John Malki
Delayed Reaction
Chronic disease doesn't happen quickly; it takes years to develop. If you eat junk food, it won't make you diseased right away, in fact you may not feel different right away at all. All those toxic chemicals don't taste toxic. And considering the huge variety of foods you consume, it's hard to tell which ones are causing disease. And even when you do know what's unhealthy, still, because the results are delayed, it's easy to assume that each particular meal is not significant in and of itself. This is best exemplified by weight gain; even though you know what foods cause it, because it's a slow process, it's difficult to connect the dots between a particular meal and the ultimate result, or otherwise stick to a strict regimen over the long term. Healing and weight loss are the same way, they are slow processes, so once you know what diet to utilize for improvement, the improvement doesn't happen overnight, you have to stick with it for the long term to see results. So good or bad, the results come in slowly, maybe within days, weeks, months, or years.
This delayed reaction between cause and effect tempts us to be sloppy in our discipline. But the very definition of maturity and rationality is to recognize this principle of delayed reaction, and DELIBERATELY choose to use it to your advantage rather than let it be a disadvantage. Make the rational, wise, mature choice to adopt a healthy regimen permanently and consistently, and you will get the benefits in the long run.
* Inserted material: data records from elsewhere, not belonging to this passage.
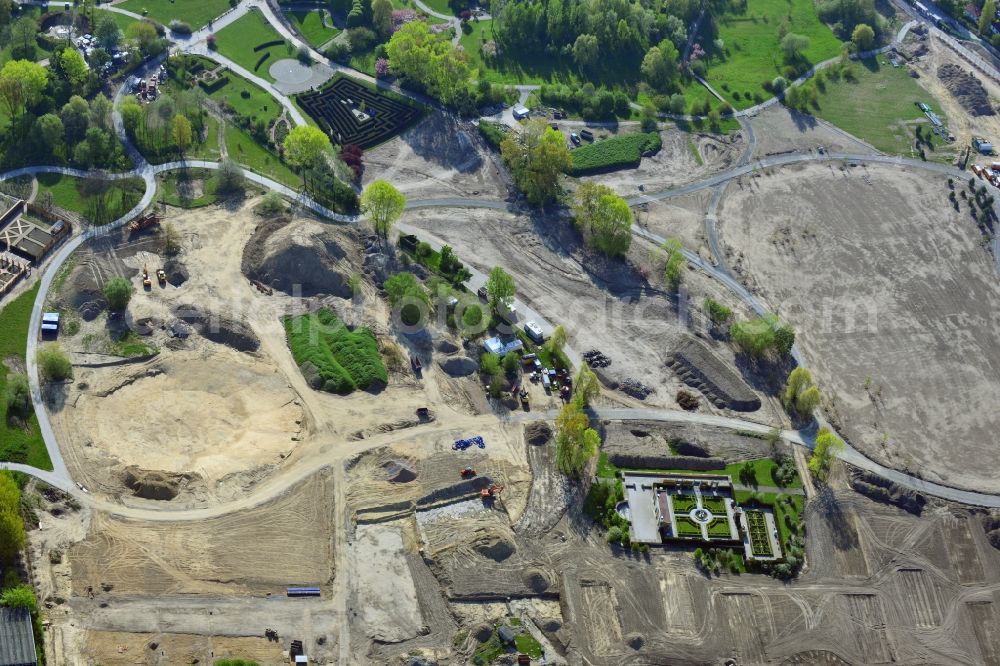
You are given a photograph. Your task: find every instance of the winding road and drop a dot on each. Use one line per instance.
(60, 477)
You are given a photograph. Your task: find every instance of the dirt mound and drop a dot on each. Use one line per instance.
(967, 89)
(537, 433)
(536, 581)
(482, 633)
(177, 272)
(459, 366)
(155, 485)
(398, 472)
(496, 548)
(219, 328)
(698, 367)
(302, 258)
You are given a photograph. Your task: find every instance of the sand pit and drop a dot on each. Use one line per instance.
(212, 415)
(895, 302)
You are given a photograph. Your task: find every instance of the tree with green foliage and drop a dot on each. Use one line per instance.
(17, 396)
(431, 61)
(986, 18)
(383, 204)
(21, 84)
(118, 292)
(382, 17)
(21, 596)
(576, 442)
(500, 290)
(74, 67)
(863, 36)
(826, 449)
(673, 268)
(182, 133)
(536, 156)
(304, 146)
(605, 219)
(586, 387)
(801, 395)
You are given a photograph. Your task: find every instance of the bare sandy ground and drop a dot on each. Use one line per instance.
(439, 157)
(895, 300)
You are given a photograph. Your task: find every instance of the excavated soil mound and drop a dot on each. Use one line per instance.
(302, 258)
(967, 89)
(219, 328)
(537, 582)
(698, 367)
(154, 485)
(496, 548)
(399, 473)
(177, 272)
(537, 433)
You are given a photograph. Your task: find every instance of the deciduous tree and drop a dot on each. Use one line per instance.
(500, 290)
(383, 204)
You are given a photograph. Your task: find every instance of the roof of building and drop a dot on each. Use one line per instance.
(17, 639)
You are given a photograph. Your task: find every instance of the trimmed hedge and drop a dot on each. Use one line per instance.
(217, 84)
(267, 45)
(618, 152)
(332, 357)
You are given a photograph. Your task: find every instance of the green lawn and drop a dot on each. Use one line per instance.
(17, 444)
(121, 20)
(243, 149)
(753, 50)
(122, 195)
(309, 23)
(237, 42)
(196, 13)
(877, 104)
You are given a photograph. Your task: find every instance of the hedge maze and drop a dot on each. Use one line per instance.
(334, 109)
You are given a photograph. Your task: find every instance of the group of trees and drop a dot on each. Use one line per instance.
(763, 337)
(597, 34)
(604, 218)
(536, 156)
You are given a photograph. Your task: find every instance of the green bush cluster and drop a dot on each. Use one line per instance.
(618, 152)
(332, 357)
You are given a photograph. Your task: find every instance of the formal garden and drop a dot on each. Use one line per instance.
(352, 113)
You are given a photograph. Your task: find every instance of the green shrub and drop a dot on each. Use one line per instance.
(618, 152)
(332, 357)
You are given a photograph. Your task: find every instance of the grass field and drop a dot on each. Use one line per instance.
(753, 49)
(17, 444)
(237, 41)
(310, 25)
(196, 13)
(618, 152)
(243, 149)
(333, 358)
(877, 105)
(124, 194)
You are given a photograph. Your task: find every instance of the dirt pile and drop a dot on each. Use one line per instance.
(537, 433)
(219, 328)
(883, 490)
(397, 472)
(155, 485)
(496, 548)
(967, 89)
(301, 258)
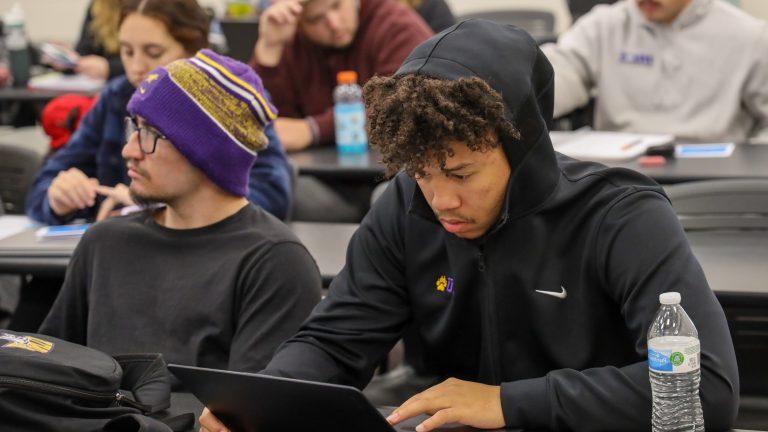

Also, don't be swayed by narrow observation. It's easy to point to examples of people you know (or even yourself), who have lived a long life without following a healthy diet, and without suffering chronic disease, and think, does diet really matter so much after all? But what you are ignoring is that for every example of a seemingly healthy elderly person you see, there are many of their contemporaries who died all along the way, throughout all the various earlier decades, from cancer, heart disease, and other preventable diseases. The following statistics are what they are: heart disease is the leading cause of death for Americans, and cancer afflicts 40%, just to name the top killers, besides diabetes, auto-immune diseases, dementia, etc. So because such a high percentage of the population dies from preventable disease before reaching their natural lifespan, your observation of the survivors really represents a small minority, which may tempt you to assume they are not actually representative of such a small minority; you are tempted to forget or ignore the reality that the majority who already died, whom you don't think about in your analysis because they're invisible, should actually be more relevant to your analysis.